LETTER ONE: AN INTRODUCTION
Dear Partner, Old Soulmate, we’ve come a long way
Down fast lanes and dirt roads crossed an ocean or two
Shared adventure and danger with friends and strangers
Doing the best that we thought we could do
Now there's more lines on my face then I've left for the ladies
More no's than ever were yeses or maybes
More times I wondered, where do I belong?
My boots have worn out before I could die with them on
Chorus
Thought we'd go out in a great ball of fire
Get shot or arrested as we fooled with desire
Thought we'd be gone when the piper cam round
Before life filled us up and started slowing us down
©Copyright 1983 Love Gives More Music
Welcome to Songs and Stories from Home. You’ve just heard the first verse and the chorus of Dear Partner, a song I wrote more than 35 years ago for my friend and longtime song mate, Mike McCoy. Before the Corona Virus changed everything, our plan was to record a bunch of new songs and share them in the fall of 2020 as a way of celebrating 55 years of friendship as well as the 25 years since a dark night in McCoy’s life made us even closer and helped bring us to this day. Recording the new songs will have to wait, replaced for the moment by a series of letters I’m writing to him and sharing with you called Dear Partner.
Dear Partner,
Who would have thought or could have imagined in the fall of 1965 that two kids, one from Spokane and the other from Sumner, with football scholarships to the University of Washington, would today, at least figuratively, be sitting on that park bench Paul Simon wrote about all those years ago thinking indeed how terribly strange it is to be 70, or in our case in our 70’s. I am happy to say there’s still too much to look forward to to spend much time on that park bench. I’m delighted that despite some health scares and setbacks the chorus of one of the songs we sang five years ago to celebrate 50 years of friendship still holds.

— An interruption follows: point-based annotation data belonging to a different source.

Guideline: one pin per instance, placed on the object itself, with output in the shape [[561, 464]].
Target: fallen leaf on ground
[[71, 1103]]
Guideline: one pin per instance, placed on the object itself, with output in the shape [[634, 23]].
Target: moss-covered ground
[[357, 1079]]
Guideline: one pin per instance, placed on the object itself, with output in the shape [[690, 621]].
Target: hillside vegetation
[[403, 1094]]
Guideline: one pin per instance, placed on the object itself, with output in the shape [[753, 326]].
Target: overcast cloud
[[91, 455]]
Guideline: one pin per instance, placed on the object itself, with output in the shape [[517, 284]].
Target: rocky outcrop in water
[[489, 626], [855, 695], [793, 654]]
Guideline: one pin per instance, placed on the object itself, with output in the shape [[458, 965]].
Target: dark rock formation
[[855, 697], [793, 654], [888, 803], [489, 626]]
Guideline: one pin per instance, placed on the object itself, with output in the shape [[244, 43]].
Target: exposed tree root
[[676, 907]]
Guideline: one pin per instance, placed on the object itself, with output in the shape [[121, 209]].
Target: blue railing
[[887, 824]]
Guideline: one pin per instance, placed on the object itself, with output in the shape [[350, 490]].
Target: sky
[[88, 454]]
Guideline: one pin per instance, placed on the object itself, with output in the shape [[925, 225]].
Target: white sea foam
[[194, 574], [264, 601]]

Our best day may be tomorrow, our best song yet to be sung
Our best story still unwritten, finest moment still to come
Best adventure out there waiting, best discovery still unfound
Greatest time we’ve had together? Who knows it might be now
©Copyright 2015 Love Gives More Music
Thinking about our relationship I was thinking back to who we were all those years ago. One of those laugh until you cry memories. And then I thought of all the things I’ve learned since then…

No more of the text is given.